RAGの効果は、モデルが処理できるコンテキストウィンドウ内においては限定的ですが、ウルトラロングコンテキストセットに対してはtop-k設定を高くすることで一定の効果が得られました。
おわりに
紹介したarXivでは既存のロングコンテキストに対応したベンチマークで評価できない実践的な観点を評価可能なデータセットであるLoongを提案しています。

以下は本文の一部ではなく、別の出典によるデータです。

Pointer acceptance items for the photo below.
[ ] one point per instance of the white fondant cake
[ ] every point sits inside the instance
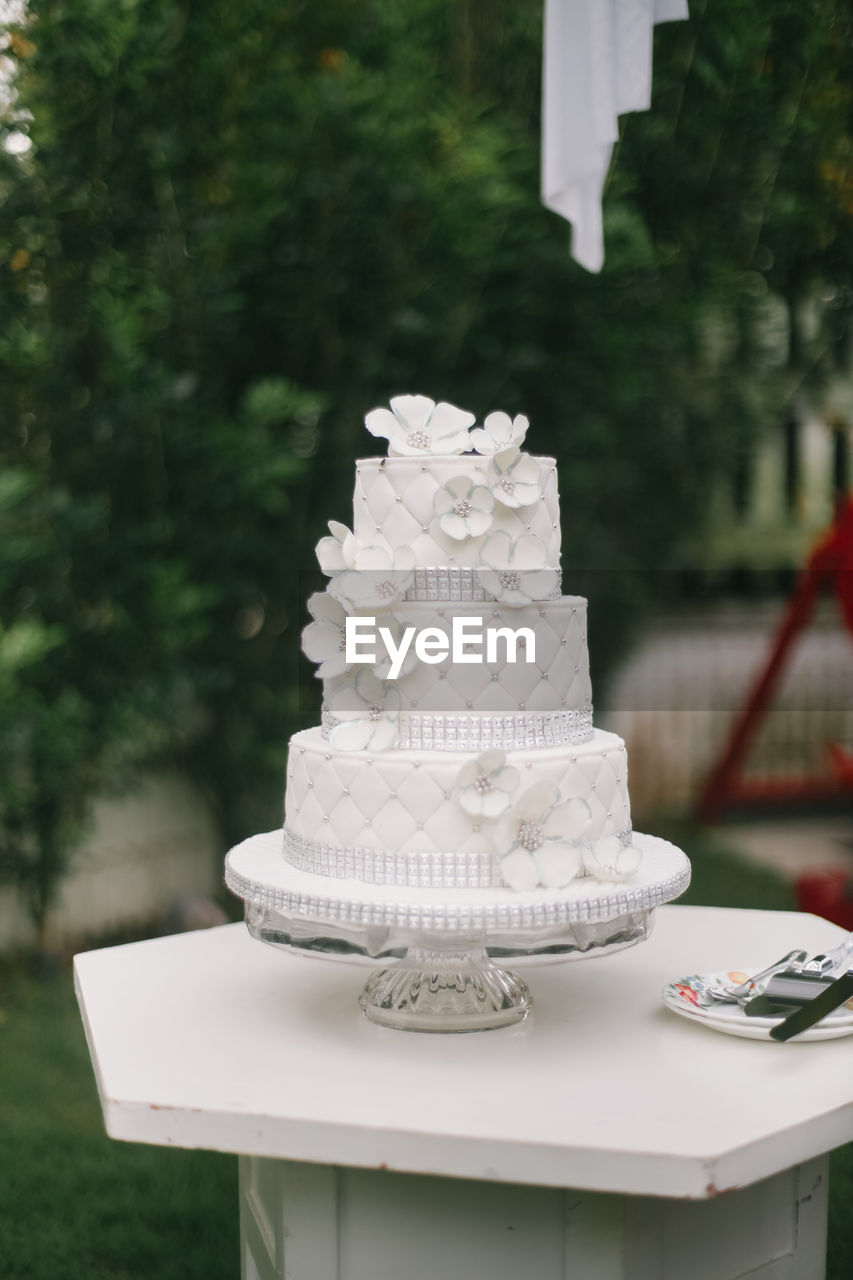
(463, 768)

幅広いタスクで大規模言語モデル(LLM)のロングコンテキストを扱う能力やRAGの性能を調査し、既存の手法の限界と改善の方向性を示唆しています。
本arXivの後続としては以下などが良いかもしれません。
- Needle Bench
紹介したarXivの約1ヶ月後に出た。考え方もかなり似ている。
- NIAH
ロングコンテキストLLMを理解するには欠かせないNIAHの引用元。